CLAPscore In the study, the CLAPscore is computed to determine the degree to which the generated audio aligns with the provided text prompt. It is determined by the cosine similarity between the CLAPLAION text embeddings of the prompt and the audio embeddings of the generated output. A higher CLAPscore signifies a stronger adherence to the text prompt. Moving away from the standard practice of evaluating 10-second audio inputs, the study employs the 'feature fusion' variant of CLAPLAION for longer audio segments. This method combines inputs from different parts of the audio, including a global input and random crops from distinct sections. The evaluation audios are resampled to 48kHz to match the model's 44.1kHz generated audio. The CLAPscore metric, therefore, is innovatively designed to evaluate how well extended audios beyond 10 seconds adhere to the text prompts at 48kHz.
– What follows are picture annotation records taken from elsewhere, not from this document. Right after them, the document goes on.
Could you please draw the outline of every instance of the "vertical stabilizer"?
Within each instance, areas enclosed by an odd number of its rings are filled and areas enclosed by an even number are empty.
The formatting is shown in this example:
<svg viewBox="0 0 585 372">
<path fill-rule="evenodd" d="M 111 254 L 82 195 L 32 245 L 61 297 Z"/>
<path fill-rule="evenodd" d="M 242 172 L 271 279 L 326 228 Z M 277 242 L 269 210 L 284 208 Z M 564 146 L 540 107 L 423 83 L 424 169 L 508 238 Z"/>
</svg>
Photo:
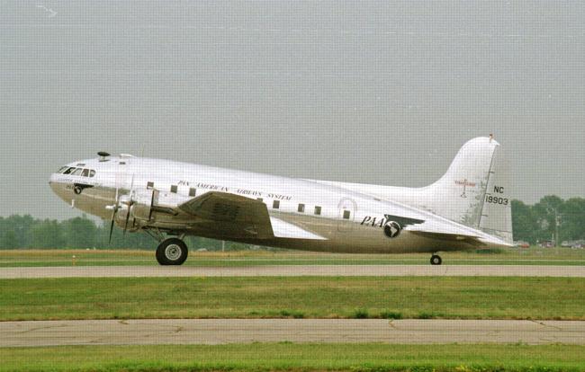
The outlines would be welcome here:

In essence, the study has refined and adapted established metrics to more accurately evaluate long-form, full-band stereo audio outputs. These modifications ensure that the quantitative metrics can accommodate variable-length inputs, offering a robust and comprehensive evaluation of the audio quality and semantic fidelity produced by Stable Audio.

Qualitative Metrics

The study introduces a comprehensive suite of qualitative metrics to assess the perceptual attributes of audio generated by Stable Audio.
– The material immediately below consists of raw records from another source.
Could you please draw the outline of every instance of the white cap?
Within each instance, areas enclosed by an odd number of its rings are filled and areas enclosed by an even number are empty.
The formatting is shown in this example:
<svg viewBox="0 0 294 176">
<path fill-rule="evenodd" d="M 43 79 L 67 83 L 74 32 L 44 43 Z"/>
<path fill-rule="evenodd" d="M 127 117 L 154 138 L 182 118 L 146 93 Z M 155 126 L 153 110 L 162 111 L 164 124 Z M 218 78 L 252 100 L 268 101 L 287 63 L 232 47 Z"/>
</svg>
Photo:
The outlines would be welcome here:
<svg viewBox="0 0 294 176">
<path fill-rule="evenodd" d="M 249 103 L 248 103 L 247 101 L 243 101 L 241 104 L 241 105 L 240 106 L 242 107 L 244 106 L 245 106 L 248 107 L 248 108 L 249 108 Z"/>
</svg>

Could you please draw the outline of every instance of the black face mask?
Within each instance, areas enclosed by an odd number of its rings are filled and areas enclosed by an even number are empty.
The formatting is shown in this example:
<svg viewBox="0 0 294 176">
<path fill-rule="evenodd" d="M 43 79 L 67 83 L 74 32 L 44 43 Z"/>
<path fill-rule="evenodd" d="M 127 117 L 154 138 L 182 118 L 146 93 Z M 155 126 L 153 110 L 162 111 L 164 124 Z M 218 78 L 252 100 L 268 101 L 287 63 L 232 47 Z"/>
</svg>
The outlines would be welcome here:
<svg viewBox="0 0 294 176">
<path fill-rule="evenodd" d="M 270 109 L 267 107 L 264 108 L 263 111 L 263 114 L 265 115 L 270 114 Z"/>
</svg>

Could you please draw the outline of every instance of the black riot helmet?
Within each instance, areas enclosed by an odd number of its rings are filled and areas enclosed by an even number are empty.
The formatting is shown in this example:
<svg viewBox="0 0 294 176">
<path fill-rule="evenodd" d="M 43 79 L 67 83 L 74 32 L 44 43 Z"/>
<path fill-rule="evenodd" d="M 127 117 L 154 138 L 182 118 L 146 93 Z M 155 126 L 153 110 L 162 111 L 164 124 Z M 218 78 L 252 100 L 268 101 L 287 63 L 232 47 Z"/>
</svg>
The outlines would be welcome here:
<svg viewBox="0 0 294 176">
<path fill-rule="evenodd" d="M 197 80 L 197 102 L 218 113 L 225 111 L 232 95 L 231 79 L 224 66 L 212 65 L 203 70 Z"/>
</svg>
Audio Quality This metric evaluates the perceptual fidelity of the audio. It ranges from low-fidelity, which may contain noticeable artifacts, to high-fidelity, characterized by clarity and absence of artifacts. The listeners' evaluations across this spectrum provide insight into the audio's overall quality.

Text Alignment This metric determines how accurately the generated audio matches the given text prompt. It is critical for assessing the model's capacity to interpret and convert textual descriptions into congruent audio representations.
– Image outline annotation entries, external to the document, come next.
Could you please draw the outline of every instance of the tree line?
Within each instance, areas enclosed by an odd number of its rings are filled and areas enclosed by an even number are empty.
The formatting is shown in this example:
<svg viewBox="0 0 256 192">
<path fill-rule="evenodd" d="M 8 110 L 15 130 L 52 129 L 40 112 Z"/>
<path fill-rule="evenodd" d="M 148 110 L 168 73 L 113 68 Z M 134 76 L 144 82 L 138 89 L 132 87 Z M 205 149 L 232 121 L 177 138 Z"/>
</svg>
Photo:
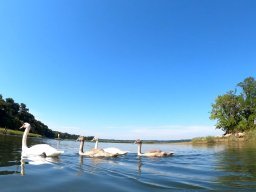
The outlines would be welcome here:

Musicality (Music Only) Exclusive to music signals, musicality measures the model's ability to produce harmonious and melodically coherent sequences, reflecting an understanding of music theory and compositional structure.

Stereo Correctness (Stereo Only) For stereo outputs, this metric gauges the precision of spatial audio imaging. It evaluates whether the stereo representation contributes positively to the listening experience through proper spatial distribution of sound.

Musical Structure (Music Only) This metric examines the presence of traditional compositional elements within the generated music, such as intros, developments, and outros. It considers whether these structural components are discernible in the generated pieces.

Human Ratings and Mean Opinion Scores The study collects human ratings for these metrics, utilizing a scale from 'bad' (0) to 'excellent' (4) for audio quality, text alignment, and musicality. Recognizing the difficulty that listeners may have in evaluating stereo correctness, the study opts for a binary response to this metric. The evaluation of musical structure is similarly binary, asking respondents to simply confirm the presence or absence of standard musical elements.

Perceptual Experiment Platform The perceptual evaluations were conducted using the webMUSHRA platform, which provides a standardized method for such assessments. The study notes that this approach to evaluating musicality, stereo correctness, and musical structure is novel, with no known precedents in previous research, underscoring the innovative nature of the study's evaluation methodology.

Evaluation Data

Quantitative Experiments The study utilizes the MusicCaps and AudioCaps benchmarks for its quantitative analysis. MusicCaps contains 5,521 music segments from YouTube, each with a caption; however, only 5,434 audio files were available for download. The AudioCaps test set features 5,979 audio segments, each with several captions, with 881 audios comprising 4,875 captions available for download. The study generates one audio per caption, culminating in 5,521 audio pieces for MusicCaps and 4,875 for AudioCaps. Despite these benchmarks not being tailored for full-band stereo signal evaluation, the original data largely consists of stereo and full-band recordings. The study resamples this data to 44.1kHz to align with the output of Stable Audio. Recognizing that the typical MusicCaps and AudioCaps segments are 10 seconds long, the study extends its analysis to the full-length of the tracks, addressing variable-length, long-form content. It is noted that the provided captions do not consistently represent the full duration of these longer tracks but are instead accurate for 10-second segments. As a result, the reference audios are limited to 10 seconds, while the generated audios range from 10 to 95 seconds. Adapting the evaluation metrics and datasets was a crucial step to ensure compatibility with the study's full-band stereo generation objectives.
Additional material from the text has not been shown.